Generally, a society will decide to take a journal out to tender to ensure that it is receiving the highest standard of publishing service and best financial arrangements possible. The society will solicit submissions by issuing an RFP and will then evaluate the proposals. Often, shortlisted publishers will be invited to present directly to the society or its agents to provide additional detail about the financial and service offer.
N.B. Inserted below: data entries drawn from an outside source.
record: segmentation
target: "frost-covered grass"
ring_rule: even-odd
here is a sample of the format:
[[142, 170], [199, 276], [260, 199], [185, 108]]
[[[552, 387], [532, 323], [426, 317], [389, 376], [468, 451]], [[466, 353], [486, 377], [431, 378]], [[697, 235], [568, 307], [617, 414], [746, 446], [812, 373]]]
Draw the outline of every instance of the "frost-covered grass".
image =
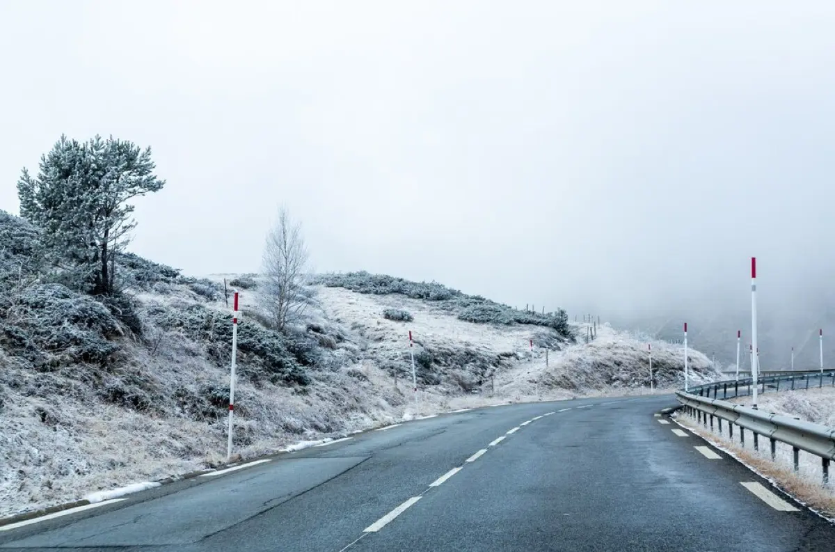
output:
[[[9, 240], [0, 251], [8, 284], [0, 293], [0, 515], [221, 463], [231, 341], [224, 275], [183, 276], [125, 255], [124, 291], [104, 301], [44, 281], [28, 249], [35, 235], [19, 220], [0, 216], [0, 235]], [[443, 286], [432, 284], [422, 288], [431, 296], [417, 298], [315, 286], [314, 304], [279, 334], [260, 322], [258, 277], [225, 276], [241, 293], [235, 447], [243, 459], [463, 408], [645, 388], [637, 353], [603, 347], [630, 339], [614, 331], [574, 345], [541, 315], [468, 322], [463, 303], [438, 299]], [[413, 320], [387, 320], [387, 309]]]
[[[802, 395], [807, 392], [795, 391], [788, 392], [786, 395]], [[824, 405], [824, 408], [826, 408], [826, 404], [828, 404], [828, 408], [831, 409], [835, 394], [831, 392], [827, 394], [827, 398], [817, 398], [812, 400], [800, 398], [797, 400], [800, 401], [801, 404], [804, 404], [807, 408], [811, 403]], [[768, 395], [761, 395], [762, 398], [765, 398], [765, 397], [768, 397]], [[772, 398], [776, 397], [777, 396], [774, 395]], [[787, 410], [772, 410], [771, 406], [767, 406], [766, 402], [758, 401], [758, 403], [761, 409], [767, 408], [770, 411], [785, 414], [795, 413]], [[791, 407], [792, 404], [794, 403], [789, 400], [788, 406]], [[812, 407], [811, 409], [807, 409], [806, 413], [820, 419], [830, 415], [831, 410], [830, 413], [822, 413], [817, 410], [817, 407]], [[777, 442], [775, 459], [772, 461], [767, 438], [761, 436], [759, 449], [754, 450], [754, 439], [751, 432], [746, 430], [745, 443], [742, 443], [740, 439], [741, 428], [738, 426], [734, 428], [733, 438], [731, 438], [727, 423], [722, 423], [721, 432], [718, 430], [718, 424], [715, 424], [713, 430], [711, 431], [709, 425], [706, 427], [706, 424], [699, 423], [696, 417], [689, 416], [683, 411], [677, 412], [675, 419], [683, 427], [691, 429], [726, 453], [731, 455], [801, 503], [808, 504], [829, 519], [835, 518], [835, 489], [831, 484], [824, 485], [822, 484], [819, 457], [801, 451], [799, 469], [796, 473], [793, 469], [793, 454], [790, 445]]]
The society then accepts a publisher’s offer and contract negotiation takes place.
- Approximate numbers of manuscripts submitted, accepted, and published per year
- Whether there is currently a backlog (i.e. papers from a 2004 meeting not yet published), and if so how many
- Explanation of how the process up to acceptance works
- Description of the current role of the Editorial Office
- Number of member subscription and subscription figure (either an allocation or portion of dues)
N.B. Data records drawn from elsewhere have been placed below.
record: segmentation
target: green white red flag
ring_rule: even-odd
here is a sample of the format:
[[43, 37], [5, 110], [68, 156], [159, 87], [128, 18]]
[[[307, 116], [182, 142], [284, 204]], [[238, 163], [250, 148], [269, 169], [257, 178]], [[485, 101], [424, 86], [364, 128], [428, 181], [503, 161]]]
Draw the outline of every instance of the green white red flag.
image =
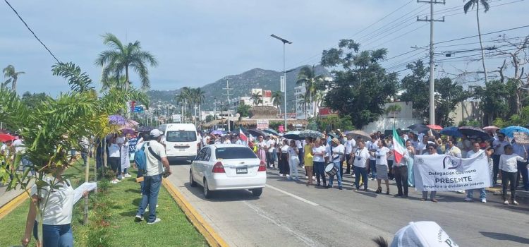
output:
[[393, 128], [393, 150], [394, 155], [395, 155], [395, 162], [399, 164], [404, 156], [406, 152], [406, 147], [404, 147], [404, 142], [402, 138], [399, 135], [396, 130]]

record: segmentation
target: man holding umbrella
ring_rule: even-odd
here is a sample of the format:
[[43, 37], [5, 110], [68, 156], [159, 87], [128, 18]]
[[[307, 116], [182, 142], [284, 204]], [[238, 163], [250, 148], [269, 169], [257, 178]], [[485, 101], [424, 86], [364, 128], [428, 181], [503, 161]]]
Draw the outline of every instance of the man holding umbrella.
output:
[[505, 140], [505, 134], [498, 133], [498, 140], [492, 142], [492, 148], [494, 152], [492, 155], [492, 186], [495, 186], [498, 180], [498, 173], [499, 172], [499, 157], [504, 153], [504, 147], [509, 145], [509, 142]]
- Numbers of subscribers in each sub-category (trainee, individual, related society, etc.) with subscription rates for each category
- Breakdown of institutional subscribers by geographical area: USA, Europe, UK, Japan, Rest of World with rates given for each type
- Whether those subscriptions were for print or online or both (how many in each category)
- Format of existing online data - sgml or xml, which dtd.
- Number of personal subscribers and subscription type, as above
- Any other subscription categories
- Whether authors pay for colour and, if so, how much
- Whether authors receive free offprints and, if so, how many
- Number of gratis copies and subscriptions
- How many pages of colour per issue
- How heavily copyedited
- About what proportion of the pages in a given issue is subject to page charges
- Whether the journal is proofread
- Whether figures are redrawn by the publisher
- Whether all materials are submitted online
- A description of, and the financial basis of any special issues or supplements, level of income derived from author offprint purchase, commercial reprints, advertising, translation, and other secondary rights (including consortia and site licence revenue)
- Editorial Office costs and breakdown, if possible
- Other costs paid for by the publisher or by the societies
- What sort of financial arrangement (commission or profit share) you have at present
We are happy to work on a royalty, profit share, or commission arrangement.
We use both Editorial Manager and Scholar One’s Manuscript Central.